Moral Scepticism

Dr. Craig,
My wife and I have begun to teach an apologetics class at our church, and we invited our class to our house to watch your debate with Alex Rosenberg. We also invited my wife's father, who claims to believe in the Christian God, but is very defensive about morality. He basically believes there are no objective morals, which makes me wonder how he can truly be saved, since the crux of Christianity is about needing God's grace because we have broken objective morality.
Watching your debate got us talking about objective morality and intuition - or as you called it, a "properly basic belief." But when we pressed my father-in-law, he denied that the notion of objective morality was an intuition like other minds. It's difficult to find anyone we'd classify as sane who believes other persons don't exist, yet we can find examples galore of those like Bundy or Hitler who think rape or murder are perfectly fine. In fact, my father-in-law even went so far as to say if a society of Ted Bundys would arise, while he doesn't like the thought of it, he couldn't say it was objectively wrong.

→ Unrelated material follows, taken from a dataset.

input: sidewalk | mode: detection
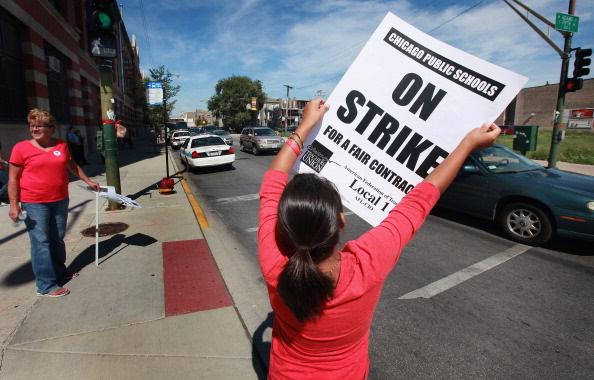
[0,137,269,380]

In our discussion, it also seemed like he was hung up on the idea that there was no "list" of morals. The "Ten Commandments" aren't exhaustive, and Jesus's notion of loving God and loving others is too subjective for him. If you can't prove objective morality by providing a knowable, exhaustive list, he's not satisfied. We can see demonstrations of abstract concepts like the addition of numbers, we can empirically test scientific truths, and we can intuitively know that we exist, but objective morality seems to fail all these tests.
He seems to conflate the epistemological struggle of morality with the ontological struggle. However, we're having enough trouble in even showing him that objective morality exists at all. How do you talk to someone who is willing to say that a future society of Ted Bundys wouldn't be objectively wrong? Thank you again for all you do.